Abstract
Airflow is a workflow automation and scheduling system that can be used to author and manage data pipelines.
Proposal
Airflow provides a system for authoring and managing workflows a.k.a. data pipelines a.k.a. DAGs (Directed Acyclic Graphs). The developer authors DAGs in Python using an Airflow-provided framework. He/She then executes the DAG using Airflow’s scheduler or registers the DAG for event-based execution. A web-based UI provides the developer with a range of options for managing and viewing his/her data pipelines. Background
Airflow was developed at Airbnb to enable easier authorship and management of DAGs than were possible with existing solutions such as Oozie and Azkaban. For starters, both Oozie and Azkaban rely on one or more XML or property files to be bundled together to define a workflow. This separation of code and config can present a challenge to understanding the DAG - in Azkaban, a DAG’s structure is reflected by its file system tree and one can find himself/herself traversing the file system when inspecting or changing the structure of the DAG. Airflow workflows, on the other hand, are simply and elegantly defined in Python code, often a single file. Airflow merges the powerful Web-based management aspects of projects like Azkaban and Oozie with the simplicity and elegance of defining workflows in Python. Airflow, less than a year old in terms of its Open Source launch, is currently used in production environments in more than 30 companies and boasts an active contributor list of more than 100 developers, the vast majority of which (>95%) are outside of Airbnb.

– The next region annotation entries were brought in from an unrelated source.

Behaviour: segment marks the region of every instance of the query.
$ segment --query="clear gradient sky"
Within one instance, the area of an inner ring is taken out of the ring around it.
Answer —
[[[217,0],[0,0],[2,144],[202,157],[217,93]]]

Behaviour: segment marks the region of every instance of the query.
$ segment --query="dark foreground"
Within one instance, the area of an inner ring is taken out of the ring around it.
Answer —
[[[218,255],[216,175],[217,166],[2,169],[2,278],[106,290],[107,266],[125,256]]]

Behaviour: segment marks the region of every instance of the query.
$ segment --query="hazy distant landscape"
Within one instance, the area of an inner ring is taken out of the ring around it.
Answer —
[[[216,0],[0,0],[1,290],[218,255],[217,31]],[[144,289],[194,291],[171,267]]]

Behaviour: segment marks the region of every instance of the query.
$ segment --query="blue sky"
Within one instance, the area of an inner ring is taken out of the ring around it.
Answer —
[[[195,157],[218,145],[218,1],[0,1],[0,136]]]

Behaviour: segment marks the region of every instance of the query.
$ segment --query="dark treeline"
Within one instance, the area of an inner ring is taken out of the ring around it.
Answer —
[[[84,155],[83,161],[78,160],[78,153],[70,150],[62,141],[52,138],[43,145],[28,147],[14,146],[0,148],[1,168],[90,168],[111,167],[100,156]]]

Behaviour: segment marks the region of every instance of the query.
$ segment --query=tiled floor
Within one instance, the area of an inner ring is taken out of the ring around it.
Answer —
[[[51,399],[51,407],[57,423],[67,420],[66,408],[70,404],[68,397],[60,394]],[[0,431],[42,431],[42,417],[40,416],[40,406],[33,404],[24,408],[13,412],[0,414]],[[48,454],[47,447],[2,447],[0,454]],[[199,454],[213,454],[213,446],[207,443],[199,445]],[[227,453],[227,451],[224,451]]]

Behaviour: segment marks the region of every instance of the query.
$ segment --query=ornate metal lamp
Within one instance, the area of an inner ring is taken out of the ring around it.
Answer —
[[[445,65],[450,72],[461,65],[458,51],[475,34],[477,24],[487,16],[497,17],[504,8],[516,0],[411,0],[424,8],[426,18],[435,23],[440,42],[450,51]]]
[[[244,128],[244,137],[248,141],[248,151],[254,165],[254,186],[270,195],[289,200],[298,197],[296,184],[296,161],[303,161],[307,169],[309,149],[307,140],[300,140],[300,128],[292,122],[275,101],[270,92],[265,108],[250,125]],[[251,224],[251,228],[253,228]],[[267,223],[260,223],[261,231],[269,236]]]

We would like to share it with the ASF and begin developing a community of developers and users within Apache.
Rationale
Many organizations (>30) already benefit from running Airflow to manage data pipelines. Our 100+ contributors continue to provide integrations with 3rd party systems through the implementation of new hooks and operators, both of which are used in defining the tasks that compose workflows.
Current Status
Meritocracy
Our intent with this incubator proposal is to start building a diverse developer community around Airflow following the Apache meritocracy model. Since Airflow was open-sourced in mid-2015, we have had fast adoption and contributions by multiple organizations the world over. We plan to continue to support new contributors and we will work to actively promote those who contribute significantly to the project to committers.
Community
Airflow is currently being used in over 30 companies. We hope to extend our contributor base significantly and invite all those who are interested in building large-scale distributed systems to participate.
Core Developers
Airflow is currently being developed by four engineers: Maxime Beauchemin, Siddharth Anand, Bolke de Bruin, and Chris Riccomini. Chris is a member of the Apache Samza PMC and a contributor to various Apache projects, including Apache Kafka and Apache YARN. Maxime, Siddharth, and Bolke have contributed to Airflow.
Alignment
The ASF is the natural choice to host the Airflow project as its goal of encouraging community-driven open-source projects fits with our vision for Airflow.
Known Risks
Orphaned Products
The core developers plan to work part time on the project. There is very little risk of Airflow being abandoned as all of our companies rely on it.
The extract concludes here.